IL ÉTAIT UNE FOIS, DANS UNE GALAXIE LOINTAINE

Difficile de reprocher aux Wachowski de se reposer sur leurs lauriers. Si les cinéastes reviennent une fois de plus à leur genre de prédilection, ils le font avec un film à des kilomètres de la charte graphique de Matrix. Jupiter Ascending est un space opera formellement kitsch et impressionnant au service d'une intrigue générique au sein d'un univers casse-gueule. Une sorte de Matrix inversant les rôles (un combattant homme vient chercher "l'élue" femme) pour mieux refaire Blanche-Neige (et son chasseur donc). Mais le film ne se limite pas à un seul conte et en revisite plusieurs, ou plusieurs codes. Après le lapin blanc d'Alice que Neo devait suivre pour passer à travers le miroir, c'est toute une gamme de stéréotypes issus des contes de fées que l'héroïne éponyme doit traverser dans Jupiter Ascending.
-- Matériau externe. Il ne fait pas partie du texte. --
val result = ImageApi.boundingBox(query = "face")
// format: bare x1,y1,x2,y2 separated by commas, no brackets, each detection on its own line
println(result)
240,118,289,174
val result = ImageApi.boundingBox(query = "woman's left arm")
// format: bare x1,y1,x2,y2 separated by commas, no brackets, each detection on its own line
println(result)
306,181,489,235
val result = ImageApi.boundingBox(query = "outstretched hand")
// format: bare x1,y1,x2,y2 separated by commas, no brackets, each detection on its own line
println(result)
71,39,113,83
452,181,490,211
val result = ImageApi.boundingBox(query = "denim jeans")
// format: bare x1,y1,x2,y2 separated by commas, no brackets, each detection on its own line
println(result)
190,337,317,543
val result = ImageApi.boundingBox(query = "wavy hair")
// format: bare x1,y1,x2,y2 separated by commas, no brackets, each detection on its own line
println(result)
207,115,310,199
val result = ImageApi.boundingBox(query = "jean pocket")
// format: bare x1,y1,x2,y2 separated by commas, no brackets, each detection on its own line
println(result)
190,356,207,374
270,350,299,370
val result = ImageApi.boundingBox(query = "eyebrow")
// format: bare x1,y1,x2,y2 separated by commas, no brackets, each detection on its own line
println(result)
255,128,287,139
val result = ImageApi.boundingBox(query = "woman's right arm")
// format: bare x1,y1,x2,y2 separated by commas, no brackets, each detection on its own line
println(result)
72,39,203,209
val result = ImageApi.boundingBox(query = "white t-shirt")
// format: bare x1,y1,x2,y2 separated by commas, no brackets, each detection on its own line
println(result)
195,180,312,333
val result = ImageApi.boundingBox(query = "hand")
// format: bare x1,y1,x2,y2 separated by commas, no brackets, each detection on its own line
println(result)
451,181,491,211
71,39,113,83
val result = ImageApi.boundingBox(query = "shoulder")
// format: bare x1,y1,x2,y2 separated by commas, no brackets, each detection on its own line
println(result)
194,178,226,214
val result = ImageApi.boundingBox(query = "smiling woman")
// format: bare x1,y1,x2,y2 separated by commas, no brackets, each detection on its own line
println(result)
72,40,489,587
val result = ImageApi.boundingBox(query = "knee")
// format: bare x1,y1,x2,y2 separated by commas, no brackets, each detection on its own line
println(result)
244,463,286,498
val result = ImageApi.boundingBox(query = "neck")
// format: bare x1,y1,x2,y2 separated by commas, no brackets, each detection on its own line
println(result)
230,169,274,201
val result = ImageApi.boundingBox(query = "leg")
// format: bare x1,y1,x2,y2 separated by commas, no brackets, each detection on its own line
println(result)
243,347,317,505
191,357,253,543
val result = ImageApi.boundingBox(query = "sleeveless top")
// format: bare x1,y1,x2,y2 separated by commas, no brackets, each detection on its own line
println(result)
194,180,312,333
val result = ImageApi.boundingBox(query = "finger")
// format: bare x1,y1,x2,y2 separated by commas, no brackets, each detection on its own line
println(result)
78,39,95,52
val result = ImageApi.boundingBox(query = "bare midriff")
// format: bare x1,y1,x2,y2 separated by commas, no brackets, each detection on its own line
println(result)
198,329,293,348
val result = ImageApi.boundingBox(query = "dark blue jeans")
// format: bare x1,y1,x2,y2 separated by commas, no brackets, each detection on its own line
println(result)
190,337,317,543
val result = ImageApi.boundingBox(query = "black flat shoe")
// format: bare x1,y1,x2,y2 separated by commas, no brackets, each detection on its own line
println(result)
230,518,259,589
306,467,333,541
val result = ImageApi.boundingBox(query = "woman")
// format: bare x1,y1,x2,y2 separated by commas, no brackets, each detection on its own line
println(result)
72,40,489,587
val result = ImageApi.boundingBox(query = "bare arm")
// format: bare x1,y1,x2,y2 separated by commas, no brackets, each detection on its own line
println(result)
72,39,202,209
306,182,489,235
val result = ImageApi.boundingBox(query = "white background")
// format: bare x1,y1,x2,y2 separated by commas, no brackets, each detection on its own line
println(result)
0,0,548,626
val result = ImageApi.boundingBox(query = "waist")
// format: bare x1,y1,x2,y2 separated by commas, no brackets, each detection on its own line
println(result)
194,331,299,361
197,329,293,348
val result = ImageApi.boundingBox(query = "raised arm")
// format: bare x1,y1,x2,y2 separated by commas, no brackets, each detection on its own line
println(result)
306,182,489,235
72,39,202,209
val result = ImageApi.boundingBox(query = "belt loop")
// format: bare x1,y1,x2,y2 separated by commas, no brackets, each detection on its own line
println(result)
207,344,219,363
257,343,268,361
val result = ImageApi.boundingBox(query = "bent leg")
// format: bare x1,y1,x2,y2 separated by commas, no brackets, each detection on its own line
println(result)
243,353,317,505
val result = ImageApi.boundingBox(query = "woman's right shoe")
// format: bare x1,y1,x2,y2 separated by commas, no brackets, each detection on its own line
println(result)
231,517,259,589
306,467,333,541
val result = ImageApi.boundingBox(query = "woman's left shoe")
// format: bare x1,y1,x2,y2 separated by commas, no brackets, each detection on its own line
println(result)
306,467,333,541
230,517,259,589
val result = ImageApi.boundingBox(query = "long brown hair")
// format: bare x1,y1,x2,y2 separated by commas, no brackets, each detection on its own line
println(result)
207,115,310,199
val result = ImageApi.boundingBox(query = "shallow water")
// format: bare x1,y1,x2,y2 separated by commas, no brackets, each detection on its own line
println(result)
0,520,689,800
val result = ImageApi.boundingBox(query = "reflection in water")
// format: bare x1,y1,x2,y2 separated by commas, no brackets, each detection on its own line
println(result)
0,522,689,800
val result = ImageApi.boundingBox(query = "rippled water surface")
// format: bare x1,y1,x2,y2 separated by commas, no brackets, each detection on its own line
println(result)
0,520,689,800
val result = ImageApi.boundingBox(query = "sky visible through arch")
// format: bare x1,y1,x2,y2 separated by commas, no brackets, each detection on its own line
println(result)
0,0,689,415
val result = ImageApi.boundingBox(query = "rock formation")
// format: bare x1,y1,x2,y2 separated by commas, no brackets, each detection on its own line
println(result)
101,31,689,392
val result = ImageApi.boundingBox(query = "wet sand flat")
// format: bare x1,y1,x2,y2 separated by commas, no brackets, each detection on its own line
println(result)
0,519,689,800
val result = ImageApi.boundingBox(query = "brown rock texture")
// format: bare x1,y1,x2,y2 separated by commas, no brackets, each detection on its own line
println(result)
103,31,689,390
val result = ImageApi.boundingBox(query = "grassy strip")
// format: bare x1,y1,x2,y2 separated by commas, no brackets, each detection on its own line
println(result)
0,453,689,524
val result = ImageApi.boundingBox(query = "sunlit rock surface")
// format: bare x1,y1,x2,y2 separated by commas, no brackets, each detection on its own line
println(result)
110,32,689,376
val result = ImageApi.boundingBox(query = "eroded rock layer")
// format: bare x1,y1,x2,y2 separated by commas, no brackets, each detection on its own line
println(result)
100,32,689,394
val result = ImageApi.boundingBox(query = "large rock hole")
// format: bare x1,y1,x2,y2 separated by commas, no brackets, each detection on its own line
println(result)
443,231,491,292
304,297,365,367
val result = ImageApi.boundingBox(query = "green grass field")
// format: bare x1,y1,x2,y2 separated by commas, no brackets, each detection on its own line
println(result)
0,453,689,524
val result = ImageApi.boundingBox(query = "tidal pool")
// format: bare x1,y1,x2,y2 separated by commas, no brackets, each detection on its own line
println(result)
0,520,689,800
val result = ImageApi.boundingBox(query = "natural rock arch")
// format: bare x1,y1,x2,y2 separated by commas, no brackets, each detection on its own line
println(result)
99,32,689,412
Les êtres qui peuplent ce conte ne sont plus simplement des animaux anthropomorphisés mais carrément des hybrides homme/animal, le mythe de la beauté éternelle nécessitant le sacrifice humain reste le moteur des antagonistes, et ceux-ci prennent la forme d'une royauté malfaisante. Une fratrie composée de deux frères et d'une soeur dont Jupiter devra visiter chacune des trois demeures comme Boucle d'Or teste les lits avant qu'un loup ne vienne en briser l'entrée à chaque fois comme s'il s'agissait de maisons de paille, de bois et de briques. Malheureusement, bien que ce parti-pris soit sans aucun doute assumé, le film hérite du simplisme de ses modèles, et ce n'est pas le seul souci d'un scénario parfois trop occupée à poser les bases d'un univers pour pleinement l'exploiter.

CONNE DE FÉE

Parfaitement conscients de leur démarche, les Wachowski se font un malin plaisir de jouer avec l'imagerie du conte, faisant défiler leur Cendrillon dans toutes ces robes de princesse de façon presque gratuite, clairement ostentatoire, créant une romance entre le Petit Chaperon Rouge et son loup, détournant la figure du Prince Charmant, etc. Une tendance à la subversion qui aurait mérité d'être plus profondément inscrite dans l'écriture du film. Il faut voir ce montage alterné entre la fille qui met sa belle robe d'un côté et les garçons qui enfilent une sorte d'armure/vaisseau de la mort de l'autre, pour saisir que les Wachowski semblent amorcer une étude des rôles alloués à chaque sexe. Toutefois, la caractérisation du personnage interprété par Mila Kunis est si résolument ingrate dans sa fonction continue de "demoiselle en détresse" qu'on a le sentiment d'une régression par rapport à Matrix (où la demoiselle en détresse était un homme et que celui-ci finissait par s'émanciper, là où Jupiter s'affirme moins dans l'action). Comme pour la structure quelque peu répétitive du film, cette "moralité de l'histoire" est due à la volonté de reproduire fidèlement les schémas du conte de fée au sein d'un univers de science-fiction et, à ce titre, si le film souffre de son classicisme, il n'en demeure pas moins ludique. Non content de revisiter les contes de fée, le film revisite également les clichés du film d'extra-terrestre, donnant sa version des "petits gris" et d'autres phénomènes lié à l'ufologie, comme il revisite l'Histoire, cherchant à concilier science et spiritualité dans un speech rapprochant l'évolution et la manipulation génétique.

L'UNIVERS EN EXPANSION

L'ampleur de Jupiter Ascending est vaste et son ambition indéniable. Comme de nombreux films s'adonnant aussi généreusement au world building, Jupiter Ascending est une merveille de direction artistique, avec ses vaisseaux désarticulés couleur or plutôt originaux ou ses gravity boots de sept lieues. Ce genre d'idées, le film en est truffé, dans les gadgets comme dans le bestiaire, mais le film n'est jamais meilleur que lorsqu'il laisse les images parler. Ce dernier opus des cinéastes n'échappe pas à leur penchant pour le didactisme et le récit semble passer la première moitié du film à enquiller les scènes d'exposition. Ils perdent du temps à expliquer des choses assez évidentes plutôt que d'explorer davantage certaines notions (les capacités animales de chaque hybride par exemple) ou certains arcs (l'histoire d'amour précipitée). L'ouvrage n'est jamais aussi vulgaire que pour bien des premiers épisodes aspirant à une franchise mais cet aspect "tutorial" est d'autant plus dommage que le film semble condamné au bide financier et donc à l'absence de suites.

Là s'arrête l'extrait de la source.